Les saisies de drogue ont grimpé en flèche dans la région du Sahel ouest-africain, selon les chiffres publiés vendredi dans un nouveau rapport de l’ONU, indiquant que la région en proie à un conflit est en train de devenir une route influente pour le trafic de drogue.
En 2022, 1 466 kg de cocaïne ont été saisis au Mali, au Tchad, au Burkina Faso et au Niger, contre une moyenne de 13 kg entre 2013 et 2020, indique le rapport de l’Office des Nations Unies contre la drogue. et la criminalité.
La cocaïne est la drogue la plus saisie au Sahel après la résine de cannabis, précise le rapport. Cette analyse intervient alors que le Sénégal, frontalier du Sahel, a annoncé dimanche une saisie record de cocaïne de 1 137 kg – la plus importante jamais interceptée sur terre et évaluée à 146 millions de dollars – près d’une mine artisanale dans l’est du pays. De tels incidents sont de plus en plus fréquents dans la région : lors d’un incident en décembre de l’année dernière, la marine sénégalaise a saisi un total de 3 tonnes de cocaïne en mer.
La situation du Sahel, située au sud du désert du Sahara et s’étendant de l’Atlantique à l’océan Arabique, en fait un point de transit naturel pour la quantité croissante de cocaïne produite en Amérique du Sud et destinée à l’Europe. Le trafic a des effets néfastes sur la paix et la santé, aux niveaux local et mondial, a déclaré Amado Philip de Andrés, représentant régional de l’ONUDC en Afrique de l’Ouest et du Centre.
“L’implication de divers groupes armés dans le trafic de drogue continue de nuire à la paix et à la stabilité dans la région”, déclare Philip de Andrés. Le rapport indique que le trafic de drogue fournit des ressources financières aux groupes armés du Sahel, où les réseaux islamistes ont prospéré alors que la région est aux prises avec une récente vague de coups d’État.
L’augmentation des réseaux de trafic dans la région se répercute sur les marchés locaux et entraîne une consommation de drogue plus élevée, avance Lucia Bird, directrice de l’observatoire des économies illicites en Afrique de l’Ouest à l’Initiative mondiale contre la criminalité transnationale organisée.
“Nous avons reçu des informations faisant état d’une augmentation de la consommation de crack à Agadez, au Niger, due au paiement en nature”, déclare Lucia Bird. “Les petits trafiquants sont payés en drogue et la déchargent sur les marchés locaux parce qu’ils n’ont pas de contacts dans des destinations de consommation plus lucratives.”
Une patrouille dans le sud-ouest du Niger a intercepté lundi une cargaison de cannabis et de Tramadol, un analgésique opioïde, d’une valeur de 50 000 dollars, selon un communiqué de la télévision nationale.

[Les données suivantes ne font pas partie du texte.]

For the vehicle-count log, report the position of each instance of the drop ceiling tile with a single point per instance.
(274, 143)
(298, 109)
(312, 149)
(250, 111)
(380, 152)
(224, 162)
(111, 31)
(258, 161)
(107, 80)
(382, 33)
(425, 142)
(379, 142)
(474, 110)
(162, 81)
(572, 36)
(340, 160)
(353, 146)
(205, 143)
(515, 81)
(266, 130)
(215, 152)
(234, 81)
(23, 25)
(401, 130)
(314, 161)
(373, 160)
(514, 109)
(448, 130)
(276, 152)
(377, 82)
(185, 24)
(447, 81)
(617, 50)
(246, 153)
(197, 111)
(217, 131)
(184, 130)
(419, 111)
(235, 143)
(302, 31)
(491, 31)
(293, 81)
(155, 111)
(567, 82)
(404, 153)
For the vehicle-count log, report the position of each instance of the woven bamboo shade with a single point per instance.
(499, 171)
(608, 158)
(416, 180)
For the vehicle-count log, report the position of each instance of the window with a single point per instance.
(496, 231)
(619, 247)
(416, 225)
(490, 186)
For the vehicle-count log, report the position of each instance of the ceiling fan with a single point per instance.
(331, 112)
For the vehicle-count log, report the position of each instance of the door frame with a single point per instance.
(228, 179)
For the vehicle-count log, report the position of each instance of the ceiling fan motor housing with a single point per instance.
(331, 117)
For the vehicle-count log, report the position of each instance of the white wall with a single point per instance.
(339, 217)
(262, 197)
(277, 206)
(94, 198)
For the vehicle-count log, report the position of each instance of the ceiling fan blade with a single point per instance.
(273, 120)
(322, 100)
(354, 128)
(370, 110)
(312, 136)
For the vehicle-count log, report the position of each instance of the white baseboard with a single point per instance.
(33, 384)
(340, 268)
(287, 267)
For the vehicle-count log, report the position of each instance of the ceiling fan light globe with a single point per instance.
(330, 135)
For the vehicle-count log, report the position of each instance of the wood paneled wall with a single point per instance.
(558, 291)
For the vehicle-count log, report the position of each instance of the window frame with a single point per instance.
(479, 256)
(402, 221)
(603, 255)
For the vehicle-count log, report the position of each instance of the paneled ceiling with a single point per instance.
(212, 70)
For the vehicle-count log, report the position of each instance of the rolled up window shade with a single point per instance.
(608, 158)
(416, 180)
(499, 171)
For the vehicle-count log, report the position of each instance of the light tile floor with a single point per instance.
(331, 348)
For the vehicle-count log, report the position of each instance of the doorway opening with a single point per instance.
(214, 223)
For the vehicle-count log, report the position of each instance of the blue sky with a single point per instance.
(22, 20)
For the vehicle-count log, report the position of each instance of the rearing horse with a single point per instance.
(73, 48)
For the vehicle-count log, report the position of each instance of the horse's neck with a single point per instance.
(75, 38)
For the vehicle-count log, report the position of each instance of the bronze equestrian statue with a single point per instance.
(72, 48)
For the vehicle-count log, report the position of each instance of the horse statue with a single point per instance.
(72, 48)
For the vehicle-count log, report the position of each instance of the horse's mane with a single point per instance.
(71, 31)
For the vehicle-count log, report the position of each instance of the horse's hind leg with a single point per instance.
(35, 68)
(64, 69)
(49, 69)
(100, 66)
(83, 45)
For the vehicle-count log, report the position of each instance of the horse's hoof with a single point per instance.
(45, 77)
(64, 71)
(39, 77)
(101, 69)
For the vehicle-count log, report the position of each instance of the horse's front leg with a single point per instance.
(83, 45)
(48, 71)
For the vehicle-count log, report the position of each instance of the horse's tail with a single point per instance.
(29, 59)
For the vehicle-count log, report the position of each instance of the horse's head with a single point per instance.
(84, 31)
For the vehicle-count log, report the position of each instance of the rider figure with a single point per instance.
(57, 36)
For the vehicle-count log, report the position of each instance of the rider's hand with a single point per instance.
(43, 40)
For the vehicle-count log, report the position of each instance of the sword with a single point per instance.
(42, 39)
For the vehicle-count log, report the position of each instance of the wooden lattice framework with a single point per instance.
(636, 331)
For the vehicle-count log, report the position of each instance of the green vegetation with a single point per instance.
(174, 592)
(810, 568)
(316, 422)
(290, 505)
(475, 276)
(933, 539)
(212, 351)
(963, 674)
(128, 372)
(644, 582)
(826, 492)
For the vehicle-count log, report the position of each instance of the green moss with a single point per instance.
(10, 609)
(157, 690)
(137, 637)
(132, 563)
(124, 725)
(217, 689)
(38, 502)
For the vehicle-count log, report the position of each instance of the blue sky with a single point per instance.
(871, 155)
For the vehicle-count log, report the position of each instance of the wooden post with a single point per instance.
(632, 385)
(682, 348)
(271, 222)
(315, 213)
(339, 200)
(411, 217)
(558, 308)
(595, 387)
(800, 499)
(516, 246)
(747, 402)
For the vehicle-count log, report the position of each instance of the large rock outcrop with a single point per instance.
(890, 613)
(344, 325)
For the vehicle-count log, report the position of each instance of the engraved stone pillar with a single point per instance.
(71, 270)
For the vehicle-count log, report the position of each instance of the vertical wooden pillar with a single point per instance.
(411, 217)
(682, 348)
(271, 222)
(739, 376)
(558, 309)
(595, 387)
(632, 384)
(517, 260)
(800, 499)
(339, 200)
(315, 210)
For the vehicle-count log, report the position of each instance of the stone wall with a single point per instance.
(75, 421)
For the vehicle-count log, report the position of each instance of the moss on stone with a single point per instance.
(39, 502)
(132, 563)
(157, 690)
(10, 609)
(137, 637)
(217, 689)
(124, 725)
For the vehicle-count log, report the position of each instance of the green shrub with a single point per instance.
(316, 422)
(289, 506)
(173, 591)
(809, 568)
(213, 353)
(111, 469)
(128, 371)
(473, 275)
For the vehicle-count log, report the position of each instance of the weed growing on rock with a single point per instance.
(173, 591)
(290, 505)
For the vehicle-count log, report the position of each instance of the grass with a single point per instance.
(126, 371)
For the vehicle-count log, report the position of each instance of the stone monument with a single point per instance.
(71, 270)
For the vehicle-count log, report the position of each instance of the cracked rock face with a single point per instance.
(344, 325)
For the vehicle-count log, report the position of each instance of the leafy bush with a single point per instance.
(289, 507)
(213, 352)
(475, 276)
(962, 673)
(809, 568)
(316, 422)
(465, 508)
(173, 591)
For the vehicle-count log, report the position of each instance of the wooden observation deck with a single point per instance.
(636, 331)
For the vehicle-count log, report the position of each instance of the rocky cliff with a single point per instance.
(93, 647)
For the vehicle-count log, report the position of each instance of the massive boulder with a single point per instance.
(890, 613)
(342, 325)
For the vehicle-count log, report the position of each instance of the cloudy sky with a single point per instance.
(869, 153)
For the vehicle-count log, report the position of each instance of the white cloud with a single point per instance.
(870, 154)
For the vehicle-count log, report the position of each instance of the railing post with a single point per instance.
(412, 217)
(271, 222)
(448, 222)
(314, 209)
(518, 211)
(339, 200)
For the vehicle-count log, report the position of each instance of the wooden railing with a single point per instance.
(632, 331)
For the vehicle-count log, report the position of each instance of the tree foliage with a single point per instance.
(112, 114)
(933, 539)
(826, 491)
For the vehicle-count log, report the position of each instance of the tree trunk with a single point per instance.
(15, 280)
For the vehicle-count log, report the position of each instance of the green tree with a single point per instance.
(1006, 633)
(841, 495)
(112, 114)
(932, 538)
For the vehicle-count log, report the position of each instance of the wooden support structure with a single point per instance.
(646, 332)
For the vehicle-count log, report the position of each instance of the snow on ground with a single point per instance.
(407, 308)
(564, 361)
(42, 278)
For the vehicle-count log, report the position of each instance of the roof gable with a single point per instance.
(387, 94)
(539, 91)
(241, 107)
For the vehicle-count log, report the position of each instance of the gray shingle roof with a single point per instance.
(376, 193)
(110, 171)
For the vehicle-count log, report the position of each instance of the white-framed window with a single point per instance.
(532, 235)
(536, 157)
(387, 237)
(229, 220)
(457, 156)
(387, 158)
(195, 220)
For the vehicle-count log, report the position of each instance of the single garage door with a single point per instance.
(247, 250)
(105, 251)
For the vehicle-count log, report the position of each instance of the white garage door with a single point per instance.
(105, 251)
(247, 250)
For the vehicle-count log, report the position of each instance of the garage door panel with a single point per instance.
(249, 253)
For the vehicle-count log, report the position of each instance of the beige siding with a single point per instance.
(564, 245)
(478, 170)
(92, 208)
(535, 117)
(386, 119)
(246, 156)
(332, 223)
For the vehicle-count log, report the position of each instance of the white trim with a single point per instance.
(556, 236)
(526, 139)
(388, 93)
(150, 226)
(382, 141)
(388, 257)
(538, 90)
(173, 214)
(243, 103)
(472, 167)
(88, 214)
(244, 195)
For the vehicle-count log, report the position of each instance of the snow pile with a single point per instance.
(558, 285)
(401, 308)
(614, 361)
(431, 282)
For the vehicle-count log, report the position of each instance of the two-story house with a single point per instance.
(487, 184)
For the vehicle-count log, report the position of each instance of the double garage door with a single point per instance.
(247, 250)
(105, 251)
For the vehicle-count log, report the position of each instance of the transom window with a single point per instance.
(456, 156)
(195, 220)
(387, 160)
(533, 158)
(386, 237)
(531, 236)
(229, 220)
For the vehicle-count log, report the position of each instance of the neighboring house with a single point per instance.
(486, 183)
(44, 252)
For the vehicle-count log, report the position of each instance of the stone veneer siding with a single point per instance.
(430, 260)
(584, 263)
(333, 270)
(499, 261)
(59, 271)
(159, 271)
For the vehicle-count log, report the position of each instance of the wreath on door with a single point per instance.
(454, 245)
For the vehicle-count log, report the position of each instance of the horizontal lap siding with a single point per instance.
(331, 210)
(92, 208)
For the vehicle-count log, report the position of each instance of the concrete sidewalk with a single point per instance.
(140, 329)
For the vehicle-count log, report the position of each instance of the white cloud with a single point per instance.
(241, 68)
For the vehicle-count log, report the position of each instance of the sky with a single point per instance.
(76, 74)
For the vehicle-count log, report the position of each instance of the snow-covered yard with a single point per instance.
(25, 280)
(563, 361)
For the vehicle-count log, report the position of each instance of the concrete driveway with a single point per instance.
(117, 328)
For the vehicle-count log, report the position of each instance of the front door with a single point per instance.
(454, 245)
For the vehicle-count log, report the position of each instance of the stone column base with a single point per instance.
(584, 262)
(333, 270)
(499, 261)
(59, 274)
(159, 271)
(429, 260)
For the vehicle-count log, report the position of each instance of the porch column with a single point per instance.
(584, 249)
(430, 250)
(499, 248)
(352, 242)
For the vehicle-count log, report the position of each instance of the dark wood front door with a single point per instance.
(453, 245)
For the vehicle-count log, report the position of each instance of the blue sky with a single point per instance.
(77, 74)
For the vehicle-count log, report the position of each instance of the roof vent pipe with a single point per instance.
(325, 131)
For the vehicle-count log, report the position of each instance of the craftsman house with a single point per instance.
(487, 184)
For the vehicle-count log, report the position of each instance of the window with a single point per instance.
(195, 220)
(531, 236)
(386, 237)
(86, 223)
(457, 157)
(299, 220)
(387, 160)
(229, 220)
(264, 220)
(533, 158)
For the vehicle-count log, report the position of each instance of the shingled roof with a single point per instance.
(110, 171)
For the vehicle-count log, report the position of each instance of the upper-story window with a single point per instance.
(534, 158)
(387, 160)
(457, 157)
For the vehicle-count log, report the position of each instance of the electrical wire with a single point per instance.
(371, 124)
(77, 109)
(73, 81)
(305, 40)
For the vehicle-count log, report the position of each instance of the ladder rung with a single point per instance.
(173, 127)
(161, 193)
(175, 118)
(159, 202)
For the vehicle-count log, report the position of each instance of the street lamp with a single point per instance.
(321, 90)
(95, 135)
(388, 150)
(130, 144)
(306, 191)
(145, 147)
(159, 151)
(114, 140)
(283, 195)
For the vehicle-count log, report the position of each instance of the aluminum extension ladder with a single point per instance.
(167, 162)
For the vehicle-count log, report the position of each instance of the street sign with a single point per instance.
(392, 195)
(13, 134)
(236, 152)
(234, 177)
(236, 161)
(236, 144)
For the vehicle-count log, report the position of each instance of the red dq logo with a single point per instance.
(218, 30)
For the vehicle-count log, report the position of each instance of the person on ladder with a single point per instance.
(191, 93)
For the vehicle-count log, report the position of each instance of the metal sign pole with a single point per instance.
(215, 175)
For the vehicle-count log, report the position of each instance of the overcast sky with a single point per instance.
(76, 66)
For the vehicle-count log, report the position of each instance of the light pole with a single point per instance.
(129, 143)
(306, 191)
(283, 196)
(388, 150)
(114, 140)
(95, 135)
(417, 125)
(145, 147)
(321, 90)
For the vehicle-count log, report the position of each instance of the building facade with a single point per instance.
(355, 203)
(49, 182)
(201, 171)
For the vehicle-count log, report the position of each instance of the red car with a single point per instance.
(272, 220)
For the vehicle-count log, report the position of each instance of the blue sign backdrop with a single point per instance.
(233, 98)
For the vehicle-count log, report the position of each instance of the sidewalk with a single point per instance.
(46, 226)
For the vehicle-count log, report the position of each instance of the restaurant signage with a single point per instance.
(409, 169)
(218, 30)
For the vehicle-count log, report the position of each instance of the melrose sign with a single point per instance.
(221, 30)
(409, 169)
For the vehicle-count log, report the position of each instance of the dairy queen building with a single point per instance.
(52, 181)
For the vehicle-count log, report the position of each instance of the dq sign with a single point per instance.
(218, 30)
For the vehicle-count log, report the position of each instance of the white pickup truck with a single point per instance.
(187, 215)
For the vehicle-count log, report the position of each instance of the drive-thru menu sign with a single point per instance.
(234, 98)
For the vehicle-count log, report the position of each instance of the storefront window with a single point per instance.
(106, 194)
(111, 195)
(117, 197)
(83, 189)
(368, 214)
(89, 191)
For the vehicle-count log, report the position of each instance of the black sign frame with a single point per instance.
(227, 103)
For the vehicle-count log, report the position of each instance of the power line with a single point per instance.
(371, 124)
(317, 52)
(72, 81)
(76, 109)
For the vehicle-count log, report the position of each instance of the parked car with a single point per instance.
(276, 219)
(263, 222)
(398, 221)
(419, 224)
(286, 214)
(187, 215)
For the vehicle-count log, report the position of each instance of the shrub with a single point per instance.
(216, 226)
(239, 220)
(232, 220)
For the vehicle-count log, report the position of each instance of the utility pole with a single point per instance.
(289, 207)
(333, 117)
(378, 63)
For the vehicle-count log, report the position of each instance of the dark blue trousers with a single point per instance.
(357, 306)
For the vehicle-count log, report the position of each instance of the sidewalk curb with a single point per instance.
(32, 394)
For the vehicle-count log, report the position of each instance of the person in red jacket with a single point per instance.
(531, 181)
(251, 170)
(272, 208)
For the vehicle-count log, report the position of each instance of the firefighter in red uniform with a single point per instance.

Une autre tendance significative dans la région est l’échange direct de haschich marocain contre de la cocaïne sud-américaine via l’Afrique de l’Ouest, soutient Lucia Bird. Cet arrangement – qui s’est développé depuis 2020 – contourne le besoin de paiements en espèces et exploite les différences de prix des drogues entre les continents, a-t-elle expliqué, ajoutant que cela augmente la quantité de drogues trafiquées par voie terrestre qui transitent depuis les ports d’Afrique de l’Ouest à travers certains des pays du Sahel les plus touchées par les conflits.
La corruption et le blanchiment d’argent sont des facteurs majeurs du trafic de drogue et les récentes saisies et arrestations ont révélé que l’élite politique, les dirigeants communautaires et les dirigeants de groupes armés facilitent le trafic de drogue au Sahel, ajoute le rapport de l’ONU.
“Les États de la région du Sahel – ainsi que la communauté internationale – doivent prendre des mesures urgentes, coordonnées et globales pour démanteler les réseaux de trafic de drogue”, affirme Leonardo Santos Simão, Représentant spécial du Secrétaire général des Nations Unies pour l’Afrique de l’Ouest.